Em boa parte de estados alemães foram criadas políticas progressistas de drogas, muito mais humanas e respeitosas
A Universidade de Hamburgo promoveu recente curso sobre Tendências Criminológicas Contemporâneas, tendo como coordenador o respeitado criminólogo alemão Sebastian Scheerer. O objetivo deste escrito é apresentar uma síntese da política de drogas daquela cidade-Estado norte alemã.
Até dez anos atrás, tal política era semelhante à brasileira: combate violento ao tráfico, exclusão assistencial aos dependentes e pouquíssimos resultados efetivos na diminuição do consumo. Perceberam, todavia, que enquanto houvesse alguém da classe média ou alta a querer usar droga, haveria quem, normalmente da classe baixa, estivesse disposto a correr o risco de morrer para fornecê-la, em decorrência dos elevados ganhos econômicos que o tráfico propicia. Igualmente, alcançaram que estavam excluindo da proteção do Estado os dependentes, que eram obrigados a viver no submundo, na exclusão e na marginalidade. Além disso, aumentavam os casos de aids e hepatites, doenças que se transmite ao compartilhar seringas. Havia, ainda, preocupação com a exposição da polícia à corrupção, visto que essa tem de trabalhar de modo secreto, infiltrada, gerando amizades e comprometimentos de difícil retorno. Ademais, as ações violentas de lado a lado importavam em inúmeras perdas humanas, sem qualquer resultado concreto e efetivo. Constataram, igualmente, que muitos jovens acorriam às drogas em decorrência da proibição, pois têm uma propensão natural, especialmente na adolescência, à contestação e à transgressão.
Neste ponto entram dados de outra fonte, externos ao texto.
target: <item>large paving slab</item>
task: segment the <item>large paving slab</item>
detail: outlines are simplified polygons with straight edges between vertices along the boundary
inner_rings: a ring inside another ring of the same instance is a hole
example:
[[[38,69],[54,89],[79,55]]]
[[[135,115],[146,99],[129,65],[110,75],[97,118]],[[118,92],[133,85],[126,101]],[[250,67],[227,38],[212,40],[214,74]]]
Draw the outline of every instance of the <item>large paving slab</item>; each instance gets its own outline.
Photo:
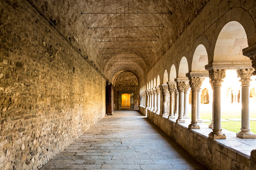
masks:
[[[206,169],[139,112],[115,111],[41,169]]]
Diante desse complexo quadro, em boa parte de estados alemães foram criadas políticas progressistas de drogas, muito mais humanas e respeitosas da dignidade da pessoa, tal qual ocorreu, guardadas algumas diferenças, por outros países europeus, sem alarde ou propaganda, como os casos de Suíça, Holanda, Inglaterra e Portugal. Trata-se de uma mudança radical de enfrentamento. A despeito de não deixarem de criminalizar o tráfico, focam a ação no tratamento ao usuário. Assim, quando a polícia de Hamburgo encontra alguém com droga, há o encaminhamento desse cidadão a um espaço público, que depois de avaliação do caso, por equipe transdisciplinar, passa ele a dispor de um local para consumi-la livremente. Pode ele até receber do Estado drogas sintetizadas, como heroína e metadona, sem a exigência de qualquer contrapartida em relação ao seu vício. Caso o paciente queira deixar a dependência, também o Estado lhe presta todo o auxílio, inclusive com internação em clínica médica de desintoxicação, sem qualquer custo.
Trata-se de uma política que está enfrentando de modo mais racional a questão das drogas, sem o apego a falsos moralismos. Essa mudança, a despeito de encontrar resistência em setores mais conservadores, processa em Hamburgo uma grande revolução social, que vem promovendo paulatina diminuição do consumo e efetiva redução do tráfico de drogas, pois não há traficante que consiga competir com o fornecimento da droga pelo Estado; tirou dependentes da rua e os colocou em espaços públicos, com amplo monitoramento de saúde; reduziu os casos de intoxicação, problemas pulmonares e overdose, pois há efetiva atenção do Estado e a droga é pura, quando por esse fornecida; permitiu o retorno de dependentes ao trabalho, a despeito do uso que fazem, que fica estabilizado; vem reduzindo os casos de aids e hepatites, doenças mortais e que sempre estão próximas aos usuários, pois o Estado fornece gratuitamente seringas; vem fazendo com que os adolescentes tenham uma outra visão das drogas, não mais como algo glamouroso, pois as salas são espaços simples; diminuiu os crimes patrimoniais a níveis ínfimos, já que o dependente não mais precisa atacar o patrimônio alheio, nos momentos de crise de abstinência, para conseguir dinheiro; reduziu a violência policial em Hamburgo. Aliás, recente estatística anunciou que no ano de 2010, a polícia de toda a Alemanha desferiu 37 tiros contra alvos humanos, sendo apenas dez letais.
Sabe-se que a importação pura e simples de um padrão de política de um lugar para outro nem sempre propicia os resultados esperados. Todavia, a experiência de Hamburgo demonstra a necessidade de o modelo brasileiro ser repensado. É inadmissível persistir tanta violência, desatenção ao ser humano e falta de inteligência na atual política de drogas ilícitas do Brasil.
Luiz Fernando Tomasi Keppen, mestre em Direito pela UFPR, é juiz de Direito.